Unreachable global discovery server slows down connection loop

acolomb · May 22, 2023, 7:33pm

I’ve been researching a bit recently why my devices seem to take ages to find each other over the Internet, or even locally for Android devices with broken local discovery. Now I think I found the culprit and I suppose the connection loop handling should be adjusted to avoid such delays.

I once configured a discovery server on a company LAN to rendezvous with other devices on that network without internet access (blocked by firewall for the respective network segment). Added that to each of those devices, as well as to my laptop (daily-use developer machine). While on that company LAN, it worked perfectly fine. Now I’m seldomly connected to that company network, working from a different location and usually don’t have the VPN active. So the custom global discovery server address is usually unreachable.

There are 40 remote devices configured on that laptop and judging from the logs, it takes about half a minute per device before it notices the discovery server isn’t available. Lookups on the other (default) global discovery servers seem to be interspersed, but usually I only see them mentioned in the discover debug facility when the lookup fails as well (e.g. with a 404 Not Found error). I haven’t clearly identified a pattern what happens in which order, but it appears to be waiting for each remote device to fail the discovery server lookup once, only then goes to the next round of trying to connect, this time asking a different server.

I’ve already tried reducing the reconnectionIntervalS option from 60 to 10 seconds, which helped a bit, but the whole dance still takes easily 15 to 20 minutes before some connections are made. Even one remote device which has an explicit tcp://... address set in addition to dynamic won’t connect faster.

Removing the “broken” / unreachable discovery server from the config vastly speeds up the initial connections.

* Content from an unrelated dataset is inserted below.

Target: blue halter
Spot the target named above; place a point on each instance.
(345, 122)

So apparently some things are serialized and delayed by waiting for timeout errors, where the discovery lookups should be handled in parallel. I haven’t grokked the code enough yet to pinpoint it myself, so hoping someone with better knowledge of the “connection loop” concept can explain what’s going on. I’d even classify this as a bug, because the intention is to attempt many connections in parallel, possibly replacing “worse” ones regularly. If any one of several discovery servers is unreachable, that shouldn’t significantly slow down the process, but failover / connect redundantly to the other discovery servers.

calmh · May 22, 2023, 8:08pm

From memory, the way it works is that it collects addresses in step one, then dials them concurrently (-ish, there’s some prioritization and whatnot going on) in step two. I don’t think it was anticipated that the address collection step would be time consuming. Probably the global discovery instance should be smart enough to tag the server as down after a few attempts and then return “unavailable” quickly for a while.

system · June 21, 2023, 8:08pm

This topic was automatically closed 30 days after the last reply. New replies are no longer allowed.